The above mentioned features are heavily used by Hyper-V deployments.

Proposed change
===============

We propose adding rbd-wnbd support for SCSI Persistent Reservations.

The WNBD driver has already been updated to forward PR commands to
userspace daemons such as rbd-wnbd, which in turn will have to:

* handle SCSI PERSISTENT RESERVE IN commands, used to retrieve the
  current reservations
* handle SCSI PERSISTENT RESERVE OUT commands, used to modify the
  reservations
* return a reservation conflict for IO operations that are forbidden by the
  current reservations

WNBD and MSFC expect SCSI SPC-3 semantics.

Storing the PR data
-------------------

The following PR data needs to be stored:

* PR registrations
    * key
    * initiator id (we'll use the hostname)
* PR reservations
    * key
    * initiator id
    * reservation type
* PR generation

As per SCSI specifications, the PR generation shall be incremented when
processing the following PERSISTENT RESERVE OUT actions:

* REGISTER
* CLEAR
* PREEMPT
* PREEMPT_AND_ABORT
* REGISTER_AND_IGNORE_EXISTING_KEY
* REGISTER_AND_MOVE

The PR generation will not be incremented by the following actions:

* RESERVE
* RELEASE

Similarly to the target_core_rbd implementation, we intend to store the PR data
using object extended attributes. The reasons for not using rbd metadata:

* no cmpxattr support
    * used to safely issue updates
    * used to validate IO operations
* no binary data support - we intend to use ceph encoding for convenience and
  performance reasons

The PR data will be stored as an xattr of the image header object. The cmpxattr
operation will be used when performing updates to ensure that it hasn't been
modified in the meantime. In such cases, the PERSISTENT RESERVE OUT command
will be retried.

The PR generation will also be stored as an xattr of each image object so that
it may be atomically checked using cmpxattr when performing IO operations.

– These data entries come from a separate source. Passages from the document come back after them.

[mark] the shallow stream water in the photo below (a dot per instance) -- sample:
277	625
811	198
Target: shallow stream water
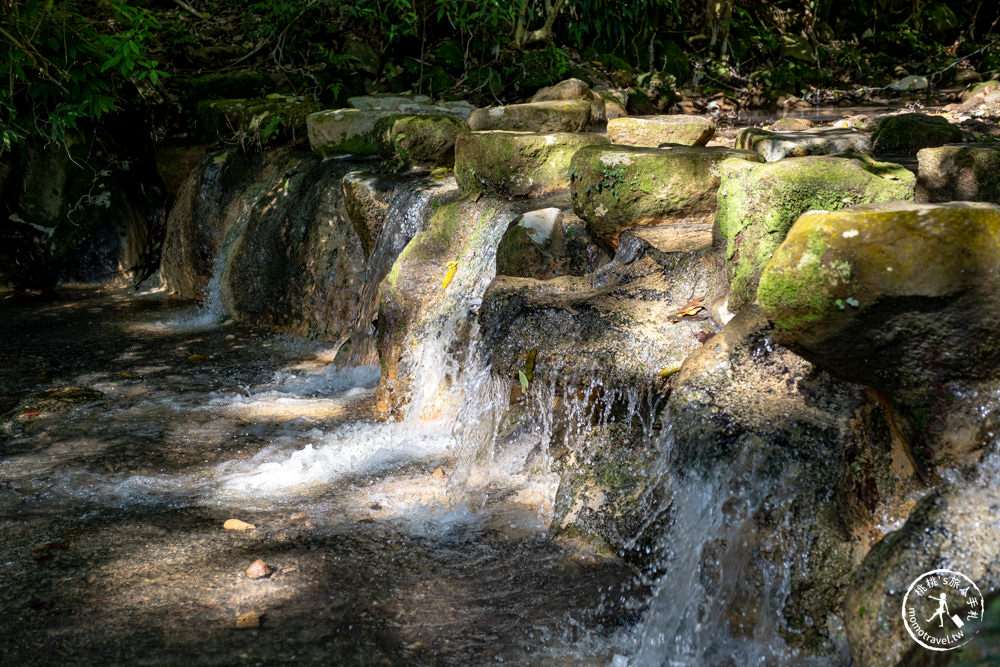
112	509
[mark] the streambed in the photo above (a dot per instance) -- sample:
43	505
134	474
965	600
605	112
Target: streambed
112	510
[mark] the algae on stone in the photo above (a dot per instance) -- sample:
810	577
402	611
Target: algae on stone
909	132
759	202
419	139
969	172
899	296
618	187
517	163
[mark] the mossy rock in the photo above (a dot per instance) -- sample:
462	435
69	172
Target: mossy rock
899	296
790	125
909	132
656	130
550	116
414	139
517	163
774	146
340	131
970	172
258	121
615	188
758	203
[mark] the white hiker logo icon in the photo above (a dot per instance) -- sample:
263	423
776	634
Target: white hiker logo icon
927	600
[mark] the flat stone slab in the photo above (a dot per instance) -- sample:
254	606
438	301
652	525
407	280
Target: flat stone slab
517	163
656	130
773	146
340	131
549	116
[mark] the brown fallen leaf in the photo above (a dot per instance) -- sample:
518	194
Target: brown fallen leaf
259	569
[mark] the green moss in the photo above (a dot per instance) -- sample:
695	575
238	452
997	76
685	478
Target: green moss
759	203
429	139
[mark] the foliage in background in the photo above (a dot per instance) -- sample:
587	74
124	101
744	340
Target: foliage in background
66	63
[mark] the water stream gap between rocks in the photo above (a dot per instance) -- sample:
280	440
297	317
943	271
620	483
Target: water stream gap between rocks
586	398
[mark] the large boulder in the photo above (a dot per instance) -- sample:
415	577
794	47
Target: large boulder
909	132
969	172
628	322
898	296
775	477
547	243
956	528
552	116
759	202
656	130
517	163
774	146
418	139
618	187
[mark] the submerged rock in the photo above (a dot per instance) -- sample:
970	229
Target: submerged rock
774	146
790	125
548	243
415	139
517	163
656	130
619	187
552	116
909	132
955	528
970	172
899	296
759	202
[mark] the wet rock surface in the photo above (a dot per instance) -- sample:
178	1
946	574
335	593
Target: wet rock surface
909	132
773	145
656	130
517	163
970	172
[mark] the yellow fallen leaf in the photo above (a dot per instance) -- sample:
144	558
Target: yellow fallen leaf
452	268
670	370
691	308
251	619
236	524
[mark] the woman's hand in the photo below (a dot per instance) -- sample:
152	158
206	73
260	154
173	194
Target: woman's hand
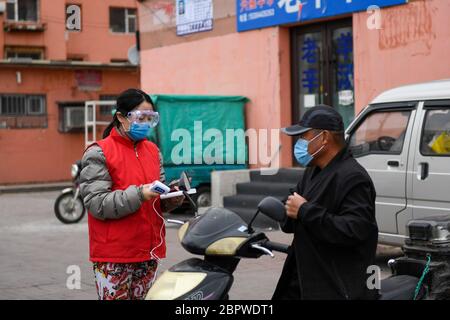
147	193
172	203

Updating each image object PR generation xattr will require an rbd exclusive
lock. Note that the PR generation will also have to be set when new objects
get created as a result of write operations, in which case we could check
other objects (e.g. the header).

Validating the PR data
----------------------

Before each IO operation, the current PR data will need to be checked. A
reservation conflict will be returned if the IO operation is not allowed by
the current reservations.

Since the persistent reservations may change between the moment in which they're
validated and the moment in which the IO operation is actually performed, we
intend to tag each IO operation with the PR generation. By using a cmpxattr
operation, we can safely discard pending IO operations if the reservations
change in the meantime. Failing to do so might allow writes to be performed
after a host has been preempted, which can lead to data corruption.

When detecting a PR generation (object xattr) mismatch, we'll read the updated
reservations and retry the IO operation if allowed by the current reservation,
returning a reservation conflict error to WNBD otherwise.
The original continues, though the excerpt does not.